I've been using Pocket for a couple of years, and am a top-1% user. It's been
useful, though also highly frustrating, and is at best only about a 50%
solution.

I've provided considerable feedback to Pocket over issues and features. Over
the course of a couple of years, few if any of them appear to be addressed,
which has been highly disheartening. (Any Pocket folk: I'm "dredmorbius" at
gmail, though not in my account, which is otherwise attributed, because, you
know, privacy, Kristalnacht, Snowden, etc., etc.)

I'd previously used Readability, which was nice in fixing a primary problem of
online content: Web design isn't the solution, Web design is the problem. But
_that_ service shut down, on 30 days notice (though with loud signs for the
previous couple of years) last September. I spent several days largely
manually transferring information out of Readability (404 links meant that a
straight export wasn't useful -- I had to track down alternative references
where possible). I'm hoping I don't have to go through that again.

I've looked at other alternatives: Instapaper (no compelling use case),
Pinboard.in, by our very own @idlewords (his comment below was ... not
particularly useful). Upshot: without a very specific walkthrough of the
product, I can't tell if it's worth my time, and my time would be a week or
month of trying to reconstruct the structure I already have in Pocket, in
Pinboard.
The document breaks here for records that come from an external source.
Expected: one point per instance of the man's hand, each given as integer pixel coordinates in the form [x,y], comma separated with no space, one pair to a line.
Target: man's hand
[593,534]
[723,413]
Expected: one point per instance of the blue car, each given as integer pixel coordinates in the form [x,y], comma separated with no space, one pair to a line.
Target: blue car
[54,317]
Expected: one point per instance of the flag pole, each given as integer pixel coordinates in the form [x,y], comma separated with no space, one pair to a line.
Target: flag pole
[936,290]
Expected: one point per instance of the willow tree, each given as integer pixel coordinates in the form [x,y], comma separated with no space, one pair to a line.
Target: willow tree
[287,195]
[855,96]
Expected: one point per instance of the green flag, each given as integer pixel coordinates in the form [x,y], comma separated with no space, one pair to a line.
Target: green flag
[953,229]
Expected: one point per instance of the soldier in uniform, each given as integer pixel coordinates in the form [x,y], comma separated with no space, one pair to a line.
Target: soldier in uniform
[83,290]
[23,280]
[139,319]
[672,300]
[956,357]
I've visited the "Tour" link multiple times, and no, it isn't clear
that this offers me anything useful.

I'm thinking that RMS's model of having an email-based web-requesting systsem
might actually be more useful than anything else. A Mutt (or Emacs mail-mode)
searchable, taggable archive, date-sorted, threadable/groupable, would be a
huge win over a lot of other alternatives. I've been thinking through other
ways in which I might create my own self-hosted archive repository.
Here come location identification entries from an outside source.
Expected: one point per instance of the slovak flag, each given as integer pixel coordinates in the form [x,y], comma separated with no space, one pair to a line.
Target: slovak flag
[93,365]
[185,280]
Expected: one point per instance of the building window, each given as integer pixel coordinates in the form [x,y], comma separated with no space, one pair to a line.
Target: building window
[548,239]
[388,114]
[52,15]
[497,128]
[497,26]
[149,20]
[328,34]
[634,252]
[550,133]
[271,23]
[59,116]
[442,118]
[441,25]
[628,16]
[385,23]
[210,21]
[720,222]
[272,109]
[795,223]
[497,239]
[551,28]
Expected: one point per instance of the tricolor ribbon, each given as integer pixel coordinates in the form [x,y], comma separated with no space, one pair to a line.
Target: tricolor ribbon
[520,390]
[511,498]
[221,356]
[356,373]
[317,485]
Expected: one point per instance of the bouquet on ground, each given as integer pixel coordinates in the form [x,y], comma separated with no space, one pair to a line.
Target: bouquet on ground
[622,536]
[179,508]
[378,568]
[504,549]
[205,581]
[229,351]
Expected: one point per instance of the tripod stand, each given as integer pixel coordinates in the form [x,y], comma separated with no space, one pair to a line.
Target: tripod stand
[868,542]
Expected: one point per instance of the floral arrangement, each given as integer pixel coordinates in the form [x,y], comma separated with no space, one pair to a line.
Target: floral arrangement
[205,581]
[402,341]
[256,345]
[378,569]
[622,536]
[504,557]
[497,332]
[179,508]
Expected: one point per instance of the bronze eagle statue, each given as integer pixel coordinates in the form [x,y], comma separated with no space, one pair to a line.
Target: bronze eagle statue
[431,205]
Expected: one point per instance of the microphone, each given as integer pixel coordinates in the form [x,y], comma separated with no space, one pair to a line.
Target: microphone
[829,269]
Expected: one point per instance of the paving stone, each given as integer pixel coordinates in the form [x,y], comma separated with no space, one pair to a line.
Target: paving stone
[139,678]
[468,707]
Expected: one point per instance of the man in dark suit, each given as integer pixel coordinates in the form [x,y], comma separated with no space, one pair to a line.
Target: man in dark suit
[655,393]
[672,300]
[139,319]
Zotero is another option, though again, I can't quite penetrate the use model
/ workflow.

In both cases, the prospect of being stuck with as-published layouts rather
than as-useful layouts (have I mentioned: Web design isn't the solution, Web
design is the problem) is disheartening.

I'd really like to have an offline / commandline tool which could manage
webpage decrufting. I'm aware that it's not a fully deterministic process --
the problem with the Web, for better or worse (I've been suspecting the latter
for some time) is that there are no publishing standards, and content follows
no consistent form. That said, much content can be divided into two general
categories: 1) known states of fucked up and 2) unknown states of fucked up.
Growing the size of category one, and taking the hopeless cases and simply
stripping _all_ markup from it and starting from scratch (something I do
myself, manually, far more often than I care to think) is a semi-reasonable
approach.

I've written a few times on what's plaguing the Web (as have others, Maciej's
rants are particulalry recommended).

Tabbed browsing: a band-aid:
[https://www.reddit.com/r/dredmorbius/comments/256lxu/tabbed_...](https://www.reddit.com/r/dredmorbius/comments/256lxu/tabbed_browsing_a_lousy_bandaid_over_poor_browser/)
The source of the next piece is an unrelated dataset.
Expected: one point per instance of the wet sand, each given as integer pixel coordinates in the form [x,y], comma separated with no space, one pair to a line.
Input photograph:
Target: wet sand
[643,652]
The Reference Management Problem:
[https://www.reddit.com/r/dredmorbius/comments/50o1jv/the_ref...](https://www.reddit.com/r/dredmorbius/comments/50o1jv/the_references_management_problem_readability/)

And some general feedback (wrapped around some specific feedback) to Pocket:
[https://ello.co/dredmorbius/post/3eucmp_s0tumjuoxmfclbw](https://ello.co/dredmorbius/post/3eucmp_s0tumjuoxmfclbw)

(Yes, it's heavy on the caps and asterisks -- it's difficult otherwise to
indicate important points in email. SoKookMeHarder...)

Borrowing from that last:

Don't put solving your own problems ahead of solving those of your users.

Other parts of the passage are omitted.